Harry Whittaker
Studies in the Gospels

143. The Importunate Widow (Luke 17:20,21; 18:1-8)*

At this point in his narrative, and with no apparent connection with what had gone before, Luke brings together three self-contained sections about Christ's coming again:

  1. 17:20,21. The Pharisees'enquiry about the coming of the Kingdom,
  2. 17 :22-37. Details, nearly all of them paralleled in the Olivet prophecy, given to the disciples about the second coming,
  3. 18 :l-8. Prayer for the second coming.
Since by this time the claims of Jesus had split the Pharisees into two parties—those bitterly hostile, and those vaguely and tentatively sympathetic—the question: "When does the Kingdom of God appear?" can be taken in two quite different senses. The first group would certainly put their enquiry in a mocking cynical spirit. The others would be sincere enough, even though not altogether convinced.

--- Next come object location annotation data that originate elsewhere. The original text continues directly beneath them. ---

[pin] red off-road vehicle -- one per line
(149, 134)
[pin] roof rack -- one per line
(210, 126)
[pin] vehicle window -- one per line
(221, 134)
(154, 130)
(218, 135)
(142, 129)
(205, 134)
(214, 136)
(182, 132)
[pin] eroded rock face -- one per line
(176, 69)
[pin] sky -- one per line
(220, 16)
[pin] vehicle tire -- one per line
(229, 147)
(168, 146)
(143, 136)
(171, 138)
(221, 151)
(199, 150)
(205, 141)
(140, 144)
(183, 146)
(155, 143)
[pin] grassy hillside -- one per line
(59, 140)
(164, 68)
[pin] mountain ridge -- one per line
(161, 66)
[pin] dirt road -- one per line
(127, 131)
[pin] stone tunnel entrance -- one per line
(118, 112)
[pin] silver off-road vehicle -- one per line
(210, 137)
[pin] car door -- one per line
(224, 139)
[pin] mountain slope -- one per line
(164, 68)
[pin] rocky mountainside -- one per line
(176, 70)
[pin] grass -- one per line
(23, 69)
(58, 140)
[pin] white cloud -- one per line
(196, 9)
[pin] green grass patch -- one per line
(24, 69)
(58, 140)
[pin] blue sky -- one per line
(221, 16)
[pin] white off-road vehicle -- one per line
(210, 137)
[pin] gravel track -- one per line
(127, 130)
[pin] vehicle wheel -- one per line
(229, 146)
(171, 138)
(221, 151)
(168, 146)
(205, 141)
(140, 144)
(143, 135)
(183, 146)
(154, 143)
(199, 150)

Happily this ambiguity does not affect seriously the meaning of the Lord's answer, which in its own right is problematical enough.

These Pharisees asked: "When is the kingdom coming?", their present tense indicating a real excitement or feigned scepticism about the possibility that Jesus would at any time now proclaim himself king of the Jews.

"With observation"

The Lord's immediate answer asserted baldly: 'There is to be no kingdom of that sort now—"The Kingdom of God is not coming (i.e. just now) with observation."

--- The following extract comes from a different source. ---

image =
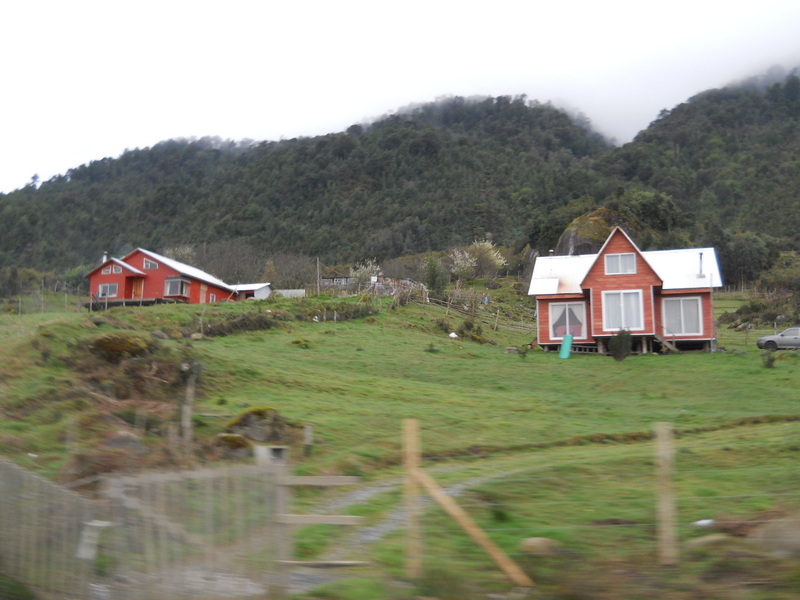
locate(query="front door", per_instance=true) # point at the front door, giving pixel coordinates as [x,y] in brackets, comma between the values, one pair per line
[138,289]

But what did Jesus mean by that expression "with observation"? There is more than one possibility here:

  1. "As you look eagerly for it."
  2. "Accompanied by signs provoking eager observation."
  3. "As you look for it in critical and hostile spirit."
The second of these gets some support from the Greek preposition meta. The third is suggested by the use of the verb pamtereo in a hostile sense (in five passages out of six; Lk.6 :7; 14 :1; 20 :20; Mk.3 :2; Acts 9 :24).

"The kingdom within you"

But then followed one of the Lord's most mysterious sayings: "The kingdom of God is within you." Modern interpreters nearly all take this to mean the rule of Christ in men's hearts. But is it conceivable that Jesus would say this to Pharisees of any type?

An alternative, made to depend entirely on a phoney reading in the Emphatic Diaglott is; "God's royal majesty (in the person of Jesus) is in the midst of you." Here "in the midst of" is distinctly possible but not inevitable. But "royal majesty" (for "kingdom") is quite without adequate support.

Then what was Jesus saying? Possibly this- that just as Israel at Sinai was called God's kingdom (Ex. 19:5,6), so now the Lord's disciples, the New Israel, were the kingdom of God in the midst of a Jewry which did not recognize them as such.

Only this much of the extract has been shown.